The next day she was allowed a brief visit to the nursery. Taylor put an extra diaper in her purse. She had four dimes, all the money she had in the world, and a toothbrush. Fortunately, Edwards arrived, right on time.
Taylor explained to her Scientology escort that Edwards was her sister-in-law who had come to take Vanessa to the doctor.
“Is this approved?” he asked.
“Oh, absolutely!” Taylor opened Edwards’s door and handed her the baby. Edwards stared in bewilderment as Taylor loudly told her to call as soon as she found out what the doctor said. Then, under her breath, she added, “Kate, when I shut this door, please drive away as quickly as you can.” Edwards nodded, then Taylor jumped in. Edwards hit the gas.
“Spanky, no!” the escort cried.
Taylor hadn’t planned any further than this.
She was still dressed in a man’s black boiler suit, with the sleeves and legs rolled up. Edwards fetched some clothes from her mother that would fit Taylor’s emaciated frame and picked up some diapers for Vanessa, then checked them in to the Tropicana Hotel on Santa Monica Boulevard. Taylor finally called her husband in the Guardian’s Office. Another executive picked up the line. “Spanky! They’re looking for you everywhere! Where are you?” he demanded.
“I want to talk to Norm,” she said.
“You need to come back!”
Taylor said she would call back at eleven that night. This time, her husband answered.

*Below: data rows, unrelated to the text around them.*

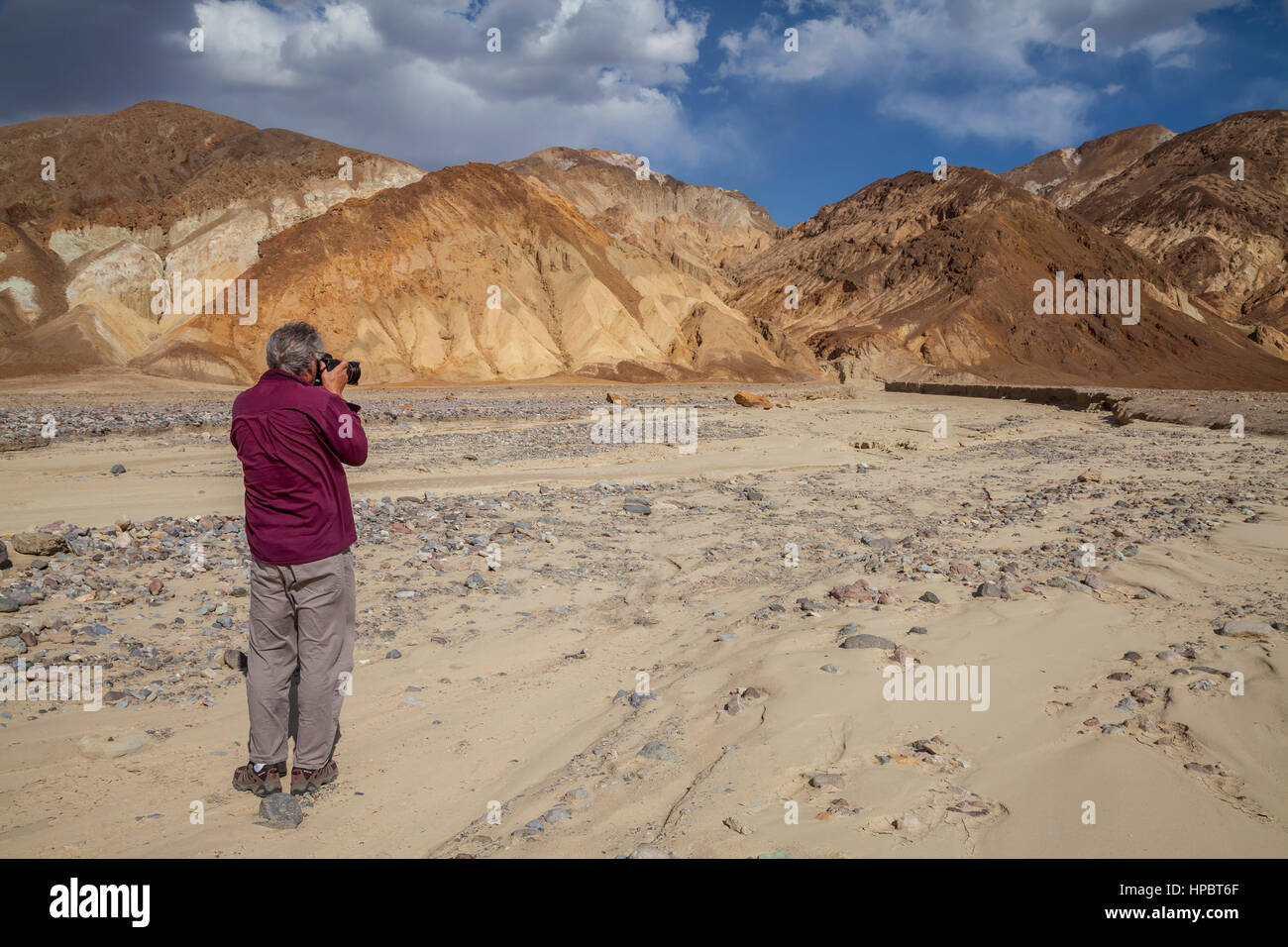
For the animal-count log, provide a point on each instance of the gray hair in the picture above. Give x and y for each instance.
(294, 348)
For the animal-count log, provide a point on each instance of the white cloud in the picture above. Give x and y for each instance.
(570, 71)
(922, 59)
(1047, 116)
(1168, 47)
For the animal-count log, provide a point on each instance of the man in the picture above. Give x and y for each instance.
(292, 440)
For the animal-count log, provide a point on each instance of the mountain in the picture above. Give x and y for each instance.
(698, 230)
(1065, 175)
(1223, 241)
(914, 278)
(149, 192)
(403, 281)
(588, 263)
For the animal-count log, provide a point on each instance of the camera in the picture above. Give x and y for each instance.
(327, 364)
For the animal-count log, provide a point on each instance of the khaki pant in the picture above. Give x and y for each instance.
(300, 617)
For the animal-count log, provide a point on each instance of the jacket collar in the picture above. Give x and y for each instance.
(281, 375)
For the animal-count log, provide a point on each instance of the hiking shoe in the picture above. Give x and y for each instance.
(309, 781)
(262, 784)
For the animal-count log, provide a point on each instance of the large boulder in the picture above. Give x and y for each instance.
(748, 399)
(39, 543)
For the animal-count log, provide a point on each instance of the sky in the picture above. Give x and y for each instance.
(708, 91)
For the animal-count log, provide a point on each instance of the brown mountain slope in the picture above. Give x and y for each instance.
(403, 281)
(145, 193)
(914, 278)
(1223, 240)
(699, 230)
(1065, 175)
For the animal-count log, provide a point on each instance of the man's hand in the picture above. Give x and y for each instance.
(336, 379)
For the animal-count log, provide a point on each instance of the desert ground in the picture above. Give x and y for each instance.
(570, 648)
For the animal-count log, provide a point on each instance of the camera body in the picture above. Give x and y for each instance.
(327, 364)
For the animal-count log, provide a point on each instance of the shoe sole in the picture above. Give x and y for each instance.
(312, 787)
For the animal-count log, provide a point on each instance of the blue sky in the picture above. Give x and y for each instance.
(706, 90)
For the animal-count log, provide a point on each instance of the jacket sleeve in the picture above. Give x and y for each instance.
(342, 429)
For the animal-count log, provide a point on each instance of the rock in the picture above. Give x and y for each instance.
(748, 399)
(820, 780)
(112, 744)
(39, 543)
(1068, 583)
(657, 750)
(281, 810)
(1247, 628)
(868, 642)
(855, 591)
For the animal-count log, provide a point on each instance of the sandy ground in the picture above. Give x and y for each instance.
(488, 703)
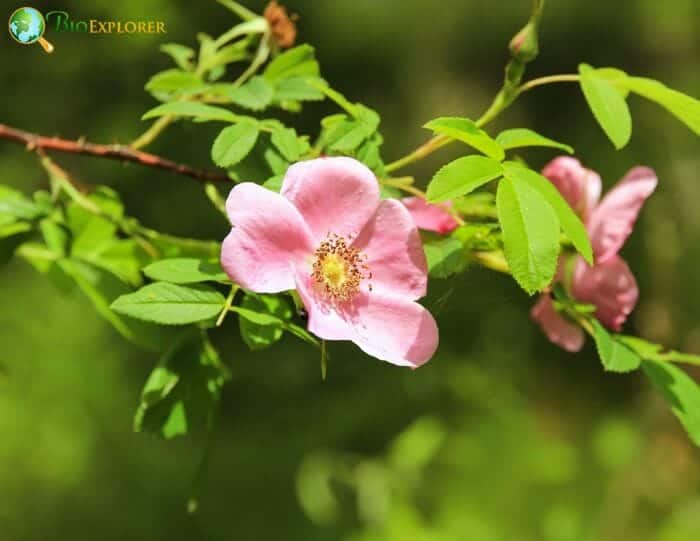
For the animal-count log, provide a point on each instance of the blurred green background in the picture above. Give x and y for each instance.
(500, 436)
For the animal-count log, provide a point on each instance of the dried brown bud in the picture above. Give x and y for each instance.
(284, 31)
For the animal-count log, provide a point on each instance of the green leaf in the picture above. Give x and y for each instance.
(122, 257)
(462, 176)
(607, 105)
(289, 143)
(200, 111)
(256, 317)
(55, 236)
(295, 62)
(258, 336)
(614, 354)
(181, 54)
(302, 88)
(348, 134)
(522, 137)
(185, 270)
(530, 234)
(183, 390)
(370, 155)
(234, 143)
(445, 257)
(616, 77)
(468, 132)
(103, 288)
(90, 231)
(173, 81)
(683, 107)
(680, 391)
(570, 223)
(15, 205)
(171, 304)
(255, 95)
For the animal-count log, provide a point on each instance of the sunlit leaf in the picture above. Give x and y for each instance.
(607, 105)
(530, 233)
(468, 132)
(171, 304)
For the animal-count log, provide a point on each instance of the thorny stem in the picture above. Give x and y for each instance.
(153, 131)
(41, 143)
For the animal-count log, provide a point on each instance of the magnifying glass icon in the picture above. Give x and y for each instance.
(27, 26)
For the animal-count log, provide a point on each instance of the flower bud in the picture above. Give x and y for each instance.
(524, 46)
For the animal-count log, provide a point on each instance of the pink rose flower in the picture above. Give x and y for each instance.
(357, 262)
(429, 216)
(609, 284)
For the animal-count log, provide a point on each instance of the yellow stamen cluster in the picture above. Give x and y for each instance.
(338, 269)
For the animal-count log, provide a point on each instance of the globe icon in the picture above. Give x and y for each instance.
(27, 25)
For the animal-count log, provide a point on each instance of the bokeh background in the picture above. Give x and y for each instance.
(500, 437)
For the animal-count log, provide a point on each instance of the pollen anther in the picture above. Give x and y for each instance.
(339, 269)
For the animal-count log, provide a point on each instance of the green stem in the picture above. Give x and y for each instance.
(155, 129)
(566, 78)
(499, 104)
(227, 306)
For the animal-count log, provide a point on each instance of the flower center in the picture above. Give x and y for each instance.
(338, 269)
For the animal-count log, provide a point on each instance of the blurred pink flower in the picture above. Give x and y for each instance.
(429, 216)
(609, 284)
(356, 262)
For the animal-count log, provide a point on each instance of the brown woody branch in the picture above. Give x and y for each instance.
(114, 152)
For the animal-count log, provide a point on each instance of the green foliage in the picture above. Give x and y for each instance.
(181, 54)
(682, 106)
(445, 257)
(259, 332)
(172, 83)
(468, 132)
(295, 76)
(171, 304)
(289, 143)
(183, 390)
(570, 223)
(680, 391)
(102, 288)
(607, 105)
(185, 270)
(522, 137)
(198, 111)
(234, 143)
(462, 176)
(255, 95)
(614, 354)
(530, 233)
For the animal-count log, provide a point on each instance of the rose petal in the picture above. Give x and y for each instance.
(398, 331)
(393, 330)
(430, 217)
(334, 195)
(612, 221)
(394, 252)
(269, 237)
(579, 186)
(610, 286)
(559, 331)
(324, 321)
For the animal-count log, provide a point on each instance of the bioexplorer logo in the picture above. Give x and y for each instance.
(27, 26)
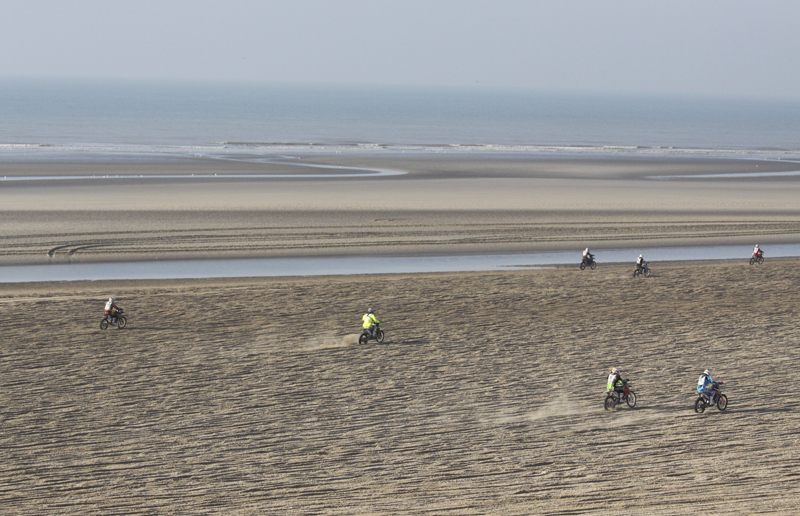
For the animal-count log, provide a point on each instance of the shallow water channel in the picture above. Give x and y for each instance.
(351, 265)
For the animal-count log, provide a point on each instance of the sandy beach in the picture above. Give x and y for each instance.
(461, 204)
(252, 396)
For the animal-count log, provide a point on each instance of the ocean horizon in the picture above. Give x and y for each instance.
(43, 119)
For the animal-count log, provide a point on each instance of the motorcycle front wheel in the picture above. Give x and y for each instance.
(700, 405)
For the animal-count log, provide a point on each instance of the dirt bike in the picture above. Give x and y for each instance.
(366, 336)
(627, 395)
(718, 399)
(119, 320)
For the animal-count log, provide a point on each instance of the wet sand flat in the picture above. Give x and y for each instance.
(250, 396)
(442, 205)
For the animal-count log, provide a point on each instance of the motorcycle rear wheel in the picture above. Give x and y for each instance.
(700, 405)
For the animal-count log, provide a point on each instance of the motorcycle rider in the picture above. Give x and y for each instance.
(706, 386)
(112, 310)
(615, 382)
(587, 256)
(370, 322)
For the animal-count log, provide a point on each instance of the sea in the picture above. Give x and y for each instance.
(64, 120)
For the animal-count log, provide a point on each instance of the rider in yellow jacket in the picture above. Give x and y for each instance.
(370, 321)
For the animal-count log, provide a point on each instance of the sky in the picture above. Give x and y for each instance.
(699, 47)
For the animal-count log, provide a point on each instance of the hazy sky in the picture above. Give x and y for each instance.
(703, 47)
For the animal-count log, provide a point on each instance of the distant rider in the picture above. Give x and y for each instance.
(112, 310)
(706, 385)
(587, 256)
(370, 322)
(615, 382)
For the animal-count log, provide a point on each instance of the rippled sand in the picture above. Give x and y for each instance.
(253, 397)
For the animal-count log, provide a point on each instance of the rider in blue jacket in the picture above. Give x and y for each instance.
(706, 385)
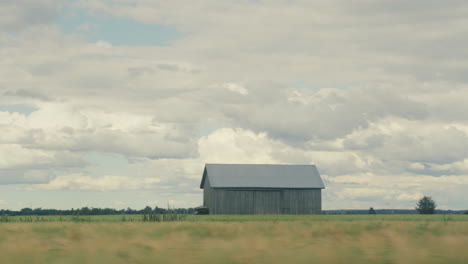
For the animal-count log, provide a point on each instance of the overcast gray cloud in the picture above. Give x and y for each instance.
(373, 93)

“Are they there?” Taylor asked him.
“Yes.”
She hung up. After an hour or two, she called again. He said he was alone. She told him she was out of the church and not going back. The baby was safe, she said. Norm wanted to meet, and Spanky finally told him where she was. She realized their marriage was probably over, but she felt she owed him that. Norm came over to the Tropicana and they spoke for several hours.
The next morning at nine there was a knock on the door of Taylor’s hotel room. Three Sea Org executives were there to haul her back to RPF.
Taylor still believed in the revelations of her religion. She worried that her salvation was at stake. But she was also gripped with fear that her baby and her unborn child were in mortal danger.
At first, she was firm in telling the men that she wasn’t coming back. “If you lay a hand on me or my child, I’m filing charges!” she cried. They assured her they just wanted to talk. They told her that they hated to see her be declared a Suppressive Person. She would be cut off from any other Scientologist—nearly everyone she knew. There was a proper way to “route out,” they reminded her. Eventually, Taylor agreed to return to the office to file the paperwork that would allow her to leave the Sea Org on good terms and still be a Scientologist.
As part of the routing process, Taylor was given a confession to sign detailing all the “crimes” she had committed. She glanced at the document. Some of the actions cited were drawn from her preclear folders, things she had confessed to her auditors that were supposed to remain confidential. She knew how it worked; she says she had once been assigned to go through members’ folders and circle any “evil intentions” toward Scientology. Sexual indiscretions or illegal acts were always highlighted. These would be forwarded to the Guardian’s Office to be used against anyone who threatened to subvert the church. If the crimes weren’t sufficiently damning, Taylor came to learn, scandalous material would simply be manufactured. She signed her confession without really reading it. Later, she was given her bill.
The theory of the “freeloader’s tab” is that people who join the Sea Org don’t have to pay for the cost of auditing and the coursework to move up the Bridge. The truth is that there is never much time to take advantage of such instruction. Taylor had been in the Sea Org for seven years, however, and the bill for the services she might have taken amounted to more than $100,000.
Just before she left the office, the executive handling her case was called away for a moment. Taylor took her confession off his desk and stuffed it in her purse. When she finally left the building, she tore it to pieces.
WHEN HUBBARD FOUND OUT Yvonne Gillham was dying, he sent her a telex asking if she wanted to keep her body or move on to the next cycle. She decided it would be quicker just to let go, but she still wanted the auditing. Hubbard agreed to let her travel to Clearwater, to do an “end of cycle on her hats”—meaning that she would brief her successor at the Celebrity Centre before she died.